14.7.10

anteojitos

Él está en el rincón de esa oficina masculina, y en el instante que ella ingresa, todas las miradas de esos hombres supuestamente abocados a sus tareas, se posan en su cuerpo como mariposas que exhaustas buscan descansar en su pelo revoltoso, en sus brazos, en su espalda, en sus piernas y en lo que hay entre estas dos partes. Y eso que su cuerpo no es un precipicio hacia el belleza, sino por el contrario, es más bien un cuerpo sencillo. Será quizás que detrás de ella se mueve un Cupido buscando ansioso al hombre indicado que fijará la mirada en el punto exacto.
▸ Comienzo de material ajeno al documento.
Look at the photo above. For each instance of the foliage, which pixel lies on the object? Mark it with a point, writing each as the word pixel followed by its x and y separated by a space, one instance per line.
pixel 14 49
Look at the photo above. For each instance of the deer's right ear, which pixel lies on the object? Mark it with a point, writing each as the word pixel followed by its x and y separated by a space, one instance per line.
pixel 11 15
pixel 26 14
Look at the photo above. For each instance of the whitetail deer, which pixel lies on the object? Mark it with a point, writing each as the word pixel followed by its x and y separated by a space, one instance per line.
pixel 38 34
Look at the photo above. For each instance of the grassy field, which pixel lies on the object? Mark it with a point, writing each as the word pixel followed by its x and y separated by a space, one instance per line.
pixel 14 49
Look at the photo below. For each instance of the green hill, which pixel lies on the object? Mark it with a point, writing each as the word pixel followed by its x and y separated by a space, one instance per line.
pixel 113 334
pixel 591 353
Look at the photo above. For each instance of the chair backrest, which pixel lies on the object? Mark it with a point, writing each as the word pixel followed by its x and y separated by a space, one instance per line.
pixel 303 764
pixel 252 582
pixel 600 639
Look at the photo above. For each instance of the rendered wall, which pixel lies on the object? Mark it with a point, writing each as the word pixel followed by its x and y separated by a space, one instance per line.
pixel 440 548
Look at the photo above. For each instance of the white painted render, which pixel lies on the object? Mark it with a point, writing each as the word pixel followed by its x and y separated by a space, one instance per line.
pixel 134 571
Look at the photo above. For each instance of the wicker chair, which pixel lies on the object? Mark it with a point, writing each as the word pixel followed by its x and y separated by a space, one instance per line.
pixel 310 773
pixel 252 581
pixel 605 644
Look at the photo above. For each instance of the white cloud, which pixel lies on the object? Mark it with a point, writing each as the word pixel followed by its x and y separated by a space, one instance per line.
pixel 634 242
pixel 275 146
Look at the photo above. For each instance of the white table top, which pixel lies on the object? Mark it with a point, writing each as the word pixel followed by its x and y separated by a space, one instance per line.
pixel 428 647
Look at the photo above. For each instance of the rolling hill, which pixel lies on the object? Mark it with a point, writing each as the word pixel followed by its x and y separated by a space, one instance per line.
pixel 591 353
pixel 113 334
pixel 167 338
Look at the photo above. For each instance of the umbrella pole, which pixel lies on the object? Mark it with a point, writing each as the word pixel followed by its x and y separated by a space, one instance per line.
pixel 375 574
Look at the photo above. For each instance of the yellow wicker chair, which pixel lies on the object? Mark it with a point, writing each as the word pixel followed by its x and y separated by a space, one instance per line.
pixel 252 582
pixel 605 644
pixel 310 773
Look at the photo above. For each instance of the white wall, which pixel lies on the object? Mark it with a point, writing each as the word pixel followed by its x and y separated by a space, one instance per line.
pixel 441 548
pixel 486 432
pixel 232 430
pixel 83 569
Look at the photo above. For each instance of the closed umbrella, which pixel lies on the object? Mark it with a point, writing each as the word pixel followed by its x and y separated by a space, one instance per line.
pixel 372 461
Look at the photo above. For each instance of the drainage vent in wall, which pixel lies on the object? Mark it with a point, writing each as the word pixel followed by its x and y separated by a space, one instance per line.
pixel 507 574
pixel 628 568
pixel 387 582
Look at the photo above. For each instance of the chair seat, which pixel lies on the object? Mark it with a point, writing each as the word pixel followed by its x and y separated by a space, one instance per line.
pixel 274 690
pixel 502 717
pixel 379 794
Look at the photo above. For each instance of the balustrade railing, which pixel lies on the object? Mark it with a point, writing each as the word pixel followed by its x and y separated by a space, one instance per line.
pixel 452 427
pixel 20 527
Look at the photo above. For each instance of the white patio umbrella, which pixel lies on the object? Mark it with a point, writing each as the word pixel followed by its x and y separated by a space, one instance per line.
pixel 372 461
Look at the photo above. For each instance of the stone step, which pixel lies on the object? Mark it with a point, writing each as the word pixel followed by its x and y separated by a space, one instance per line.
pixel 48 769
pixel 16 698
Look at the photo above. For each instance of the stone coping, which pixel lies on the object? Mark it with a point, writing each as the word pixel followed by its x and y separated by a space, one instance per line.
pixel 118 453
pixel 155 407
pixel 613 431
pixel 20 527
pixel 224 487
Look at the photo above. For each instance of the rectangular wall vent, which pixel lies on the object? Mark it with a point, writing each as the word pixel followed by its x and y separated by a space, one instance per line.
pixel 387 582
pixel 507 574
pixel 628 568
Él está en ese rincón que es como un codo. Escondido en ese espacio, sin embargo, la mira a través de sus anteojitos muchas más veces que el resto de los hombres de esa oficina, porque desde ese ángulo la ve pasar cuando ella camina por el pasillo. Va y viene, con los ojos de él, por ese largo y angosto pasadizo que solamente conduce al deseo implacable de ese hombre de anteojos que la anhela y que no sabe si algún día la tendrá. ¿Cupido no se habrá dado cuenta que es el que más y mejor la observa durante el día?

Y ella entra, da un vistazo rápido al escenario y muy velozmente, por el rabo del ojo, encuentra esos anteojitos que nunca sabe si la están mirando o no. Parecerían ser cuatro ojos y, sin embargo, no sabe si alguno le pertenece. Mientras tanto Cupido avanza, ansioso, por esos rostros pegajosos que se prenden a su cuerpo pero que nunca se detienen en el lugar preciso. ¿Es que acaso no han visto esa sonrisa que es herencia de su madre? ¿O el legado de su padre, un pedazo de ojos negros?

Para seguir restando flechas al heraldo, ella se detiene un par de veces al día, en un escritorio o quizás dos, para resolver las mismas cuestiones operativas del trabajo diario. Y ese escritorio nunca es el de anteojitos. Fulano o Mengano responden a sus preguntas y resuelven sus cuestiones, con la premura de un hipnotizado. Y ella, hasta torpe, sale dialogando con Cupido sobre los motivos del asombro masculino en esa oficina: siempre está despeinada y ojerosa, caminando como una verdadera latina en su aldea. Y Cupido responde que es la luz del ángel, un aura que se ha vuelto hasta inservible porque el príncipe no aparece.

Ese martes, colgada de la realidad más material, apurada y arrebatada como siempre, entra fugazmente a la oficina y ni Fulano ni Mengano estaban para solucionar sus problemas laborales. Entonces ella se para en el medio de la oficina, rodeada por escritorios que se parecen más a cuevas de buitres al acecho. Lanza una pregunta abierta para que alguien le responda y, desde ese rincón que se parece a un codo, anteojitos da una contestación detrás de esos vidrios y en dos palabras resuelve el acertijo. Entonces ella agradece y gira para salir. De repente se le cae una hoja y cuando voltea para alzarla, él se había sacado los anteojos. Y fue como si a Cupido le hubiese picado la espalda y cuando estaba por rascarse, da la vuelta, y encuentra esos ojos verdes que la miran, no a ella, sino a su aura. Cupido, maravillado, dispara su flecha. Un nuevo amor está por nacer. Y en ese segundo exacto, ella dice: “la hoja que se me cayó es el telegrama de renuncia”.